A world divided: Elites descend on Swiss Alps amid rising inequality
Politicians and business leaders gathering in the Swiss Alps this week face an increasingly divided world, with the poor falling further behind the super-rich and political fissures in the United States, Europe and the Middle East running deeper than at any time in decades.
Just 62 people, 53 of them men, own as much wealth as the poorest half of the entire world population and the richest one per cent own more than the other 99 percent put together, anti-poverty charity Oxfam said on Monday.
Significantly, the wealth gap is widening faster than anyone anticipated, with the one per cent overtaking the rest one year earlier than Oxfam had predicted only a year ago.
Rising inequality and a widening trust gap between people and their political leaders are big challenges for the global elite as they converge on Davos for the annual World Economic Forum, which runs from January 20 to 23.
But the divisions go far beyond those that exist between the haves and have-nots. In the Middle East, the divide between Shi'ites and Sunnis has reached crisis point, with Iran and Saudi Arabia jostling openly for influence in a region reeling from war and the barbarism of Islamic extremists.
The conflicts there have spilled over into Europe, causing deep ideological rifts over how to handle the worst refugee crisis since World War Two and – with Britain threatening to leave the European Union – raising doubts about the future of Europe's six-decade push towards ever closer integration.
The shock emergence of Donald Trump as the front-runner for the Republican presidential nomination has exposed a gaping political divide in the United States, stirring anxiety among Washington's allies at a time of global turmoil.
Among the key figures in Davos will be US Vice President Joe Biden, Secretary of State John Kerry, Israeli Prime Minister Benjamin Netanyahu and the foreign ministers of both Iran and Saudi Arabia.
Canada's new Prime Minister Justin Trudeau will be on hand, as will Britain's David Cameron and Mario Draghi at a time when a new transatlantic monetary policy divide is opening up between his loosening European Central Bank and a tightening US Federal Reserve.
Celebrities will also be out in force, including film stars Leonardo Di Caprio and Kevin Spacey.
Fuelling populists
Edelman's annual "Trust Barometer" survey shows a record gap this year in trust between the informed publics and mass populations in many countries, driven by income inequality and divergent expectations of the future. The gap is the largest in the United States, followed by the UK, France and India.

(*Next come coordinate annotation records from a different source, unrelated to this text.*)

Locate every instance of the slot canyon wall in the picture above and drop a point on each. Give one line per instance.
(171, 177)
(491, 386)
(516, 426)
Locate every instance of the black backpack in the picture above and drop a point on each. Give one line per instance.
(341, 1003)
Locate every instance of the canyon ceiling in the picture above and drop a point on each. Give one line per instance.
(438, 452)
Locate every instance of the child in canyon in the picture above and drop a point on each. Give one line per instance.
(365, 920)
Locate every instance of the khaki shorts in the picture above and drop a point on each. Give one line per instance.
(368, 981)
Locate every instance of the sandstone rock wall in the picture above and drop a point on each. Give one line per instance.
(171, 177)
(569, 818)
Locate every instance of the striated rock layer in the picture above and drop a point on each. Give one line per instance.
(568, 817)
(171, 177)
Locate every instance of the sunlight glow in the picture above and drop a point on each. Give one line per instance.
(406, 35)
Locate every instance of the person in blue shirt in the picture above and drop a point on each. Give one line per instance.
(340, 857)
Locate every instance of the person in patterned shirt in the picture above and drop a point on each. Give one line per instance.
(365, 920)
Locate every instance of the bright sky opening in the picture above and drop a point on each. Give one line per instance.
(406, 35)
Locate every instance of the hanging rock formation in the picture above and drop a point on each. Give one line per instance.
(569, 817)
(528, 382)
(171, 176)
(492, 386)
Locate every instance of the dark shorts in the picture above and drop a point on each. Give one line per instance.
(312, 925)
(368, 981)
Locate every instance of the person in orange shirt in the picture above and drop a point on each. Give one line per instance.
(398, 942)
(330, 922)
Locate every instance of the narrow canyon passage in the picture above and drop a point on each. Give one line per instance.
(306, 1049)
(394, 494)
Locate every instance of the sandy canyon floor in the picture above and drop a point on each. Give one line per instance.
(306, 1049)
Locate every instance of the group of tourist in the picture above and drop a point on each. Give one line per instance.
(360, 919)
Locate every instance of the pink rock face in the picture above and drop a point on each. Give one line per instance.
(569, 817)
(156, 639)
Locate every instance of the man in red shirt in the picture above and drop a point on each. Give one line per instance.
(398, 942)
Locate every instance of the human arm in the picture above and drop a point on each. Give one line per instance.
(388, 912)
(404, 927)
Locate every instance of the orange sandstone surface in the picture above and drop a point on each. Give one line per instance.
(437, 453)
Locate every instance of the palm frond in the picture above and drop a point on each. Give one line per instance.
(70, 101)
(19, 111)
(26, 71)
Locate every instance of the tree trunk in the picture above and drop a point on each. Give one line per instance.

"The consequence of this is populism – exemplified by Trump and Le Pen," Richard Edelman, president and CEO of Edelman, told Reuters, referring to French far-right leader Marine Le Pen, whose National Front has surged ahead of traditional parties in opinion polls.
The next wave of technological innovation, dubbed the fourth industrial revolution and a focus of the Davos meeting, threatens further social upheaval as many traditional jobs are lost to robots.
The Oxfam report suggests that global inequality has reached levels not seen in over a century.
Last year, the organisation has calculated, 62 individuals had the same wealth as 3.5 billion people, or the bottom half of humanity. The wealth of those 62 people has risen 44 per cent, or more than half a trillion dollars, over the past five years, while the wealth of the bottom half has fallen by over a trillion.
"Far from trickling down, income and wealth are instead being sucked upwards at an alarming rate," the report says.
It points to a "global spider's web" of tax havens that ensures wealth stays out of reach of ordinary citizens and governments, citing a recent estimate that $7.6 trillion of individual wealth – more than the combined economies of Germany and the UK – is currently held offshore.
"It's a major wake-up call," said Jyrki Raina, general secretary of IndustriALL Global Union, which represents 50 million workers in 140 countries in the mining, energy and manufacturing sectors. "Inequality is one of the biggest threats to economic well-being and it needs to be addressed."
US President Barack Obama touched on the issue in his recent State of the Union address, noting that technological change was reshaping the planet.
"It's change that can broaden opportunity, or widen inequality. And whether we like it or not, the pace of this change will only accelerate," he said.
"Companies in a global economy can locate anywhere, and face tougher competition...As a result, workers have less leverage for a raise. Companies have less loyalty to their communities. And more and more wealth and income is concentrated at the very top."